TES which provides the best chance of local and system control for primary spinal malignant tumors has been developed for many years. With the help of modern techniques, wide surgical margin could be expected in some patients receiving spinal tumor surgery. In a review [1] of 103 patients affected by primary spinal tumors, the rate of achieving adequate margins was 82.4%, whereas local recurrence occurrence rate was 21.4% (22 patients). Marginal and intralesional resections were independent predictors for local recurrence and tumor-related mortality (15.5%). When tumors involve more than one vertebra, multilevel TES can provide satisfactory oncological prognosis. In a study [9] including 20 patients who received multilevel (2–5 segments) en bloc spondylectomy of the thoracolumbar spine, wide and marginal surgical margins were achieved in all patients. With a mean follow-up of 25.0 months, one patient had local recurrence, whereas two patients died of systemic disease. In another study [10] of multilevel spondylectomy for spine tumors, the local recurrence rate was 8, and 81% of patients survived without evidence of the disease at the final follow-up.
In order to achieve satisfied surgical margins for spinal tumor resection, different approaches are recommended according to the scope of tumor invasion. Boriani et al. [7] have proposed four kinds of approaches (types) for en bloc resection of thoracic spine tumors: anterior approach, posterior approach, anterior approach first and posterior approach second, and posterior first and simultaneous anterior and posterior approach second. Among them, Type 4 resection is more suitable when the tumor is particularly huge and it is presumed that the resection can require complex maneuvers. Therefore, combined anterior and posterior approach should be considered in this patient. Because the upper thoracic spine remains an extremely difficult region to approach anteriorly (proximity of the mediastinal contents, the heart, and the great vessels), different approaches to the cervical thoracic junction including low cervical approach combined with sternotomy [11], unilateral or bilateral manubriotomy [12], or with clavicular dissection [13] have been reported. The anterior exposure of tumor with large diameter involving upper thoracic spine could be even more complex, and additional lateral parascapular thoracotomy may be considered. Siubba et al. [14] reported of a 5-level spondylectomy (T1–5) for en bloc resection of an extensive thoracic chordoma via a bilateral thoractomy. In our case, for the tumor which involved left thoracic cavity and chest wall had even bigger volume when compared with Siubba’s, a “Trap door” incision combined with left parascapular thoracotomy were adopted for better anterior exposure.
With aggressive multilevel TES, a large spinal column defect is created and needs effective anterior spinal column reconstructions. Widely used anterior reconstruction techniques include vascularized autograft strut, nonvascularized autograft strut, titanium cage, stackable carbon cage system, structural allograft strut, and PMMA [15]. All these methods have advantages and deficiencies. For example, mesh cages filled with granular bone grafts have a high incidence of subsidence; the expandable cage has the disadvantages of insufficient amount of bone graft and limitation of using in extensive spinal column reconstruction; vascularized autograft has shortcomings of donor site morbidity and time consumption of vascular anastomosis. Therefore, a 3D-printed modular vertebral prosthesis assembled during operation was adopted for this patient. The prosthesis has variable combinations of length, diameter, and degree of curvature to fit different needs of vertebral reconstruction.
In addition to spinal defect, this patient had also faced to the problem of large area of chest wall reconstruction. For patients with multi-level thoracic spinal tumors involving huge rib cage, large area of chest wall defects could cause severe respiratory complications, such as paradoxical chest wall movement and respiratory failure [16]. Several methods for rib cage reconstruction during operation of TES have been reported in few studies with optimal results. Czyz et al. [17] used rib plate combined with flexible polyethylene terephthalate band for chest wall reconstruction in a case of Pancoast tumor resection. Xiao et al. [18] reported five patients of multilevel TES of thoracic spine combined with large area of ribs and chest wall resection.
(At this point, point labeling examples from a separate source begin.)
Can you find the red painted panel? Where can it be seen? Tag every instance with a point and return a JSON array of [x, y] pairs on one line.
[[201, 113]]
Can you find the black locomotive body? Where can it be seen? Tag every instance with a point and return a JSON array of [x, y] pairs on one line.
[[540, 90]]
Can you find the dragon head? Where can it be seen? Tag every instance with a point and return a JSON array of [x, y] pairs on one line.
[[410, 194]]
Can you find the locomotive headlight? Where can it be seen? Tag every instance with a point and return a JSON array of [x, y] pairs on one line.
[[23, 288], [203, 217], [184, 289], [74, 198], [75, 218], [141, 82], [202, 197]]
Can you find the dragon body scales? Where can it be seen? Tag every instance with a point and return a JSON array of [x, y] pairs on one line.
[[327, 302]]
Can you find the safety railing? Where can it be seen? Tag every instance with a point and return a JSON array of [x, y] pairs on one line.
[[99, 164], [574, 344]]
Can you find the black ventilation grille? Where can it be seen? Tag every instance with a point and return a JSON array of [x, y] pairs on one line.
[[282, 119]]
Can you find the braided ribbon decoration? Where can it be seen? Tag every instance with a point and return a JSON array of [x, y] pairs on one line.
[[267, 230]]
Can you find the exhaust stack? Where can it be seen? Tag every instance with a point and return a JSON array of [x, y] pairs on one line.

Titanium rods used for rib reconstruction were modified accordingly to attach to the screw-rod system proximally, and the distal end of rods was dynamically inserted into the ribs. However, for the concern of complications [16] including wound infection and hardware failure, and difficulty of full length of rib rebuilding, a sandwiched bone cement plate [19] with curvature was adopted for chest wall reconstruction in our patient. It’s easily maneuvered during operation, with no complications, and allowed excellent recovery of pulmonary function.
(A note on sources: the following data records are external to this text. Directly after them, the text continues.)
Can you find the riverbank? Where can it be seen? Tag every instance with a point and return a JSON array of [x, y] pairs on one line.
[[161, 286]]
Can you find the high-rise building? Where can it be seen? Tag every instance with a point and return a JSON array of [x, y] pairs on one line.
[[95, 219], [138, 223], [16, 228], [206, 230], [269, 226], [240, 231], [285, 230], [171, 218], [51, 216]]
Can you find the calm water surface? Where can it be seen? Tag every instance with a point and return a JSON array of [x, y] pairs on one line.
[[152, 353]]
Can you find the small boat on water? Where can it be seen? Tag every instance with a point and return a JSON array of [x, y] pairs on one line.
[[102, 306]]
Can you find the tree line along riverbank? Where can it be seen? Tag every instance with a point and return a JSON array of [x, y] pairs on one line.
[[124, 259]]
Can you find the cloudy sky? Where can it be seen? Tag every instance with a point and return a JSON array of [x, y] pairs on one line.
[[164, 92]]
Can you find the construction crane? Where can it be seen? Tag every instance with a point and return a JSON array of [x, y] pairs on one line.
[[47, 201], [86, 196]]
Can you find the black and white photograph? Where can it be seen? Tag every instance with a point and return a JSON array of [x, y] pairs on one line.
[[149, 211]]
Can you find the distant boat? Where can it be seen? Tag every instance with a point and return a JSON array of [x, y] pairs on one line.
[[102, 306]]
We successfully resected a huge chondrosarcoma involving T1–5, left upper thoracic cavity, and chest wall as one piece, and the patient fully recovered his neurologic compromise eventually. Although encountered complications, en bloc tumor resection with combined surgical approach and effective reconstructions could improve oncologic and functional prognosis in carefully selected spinal tumor patients.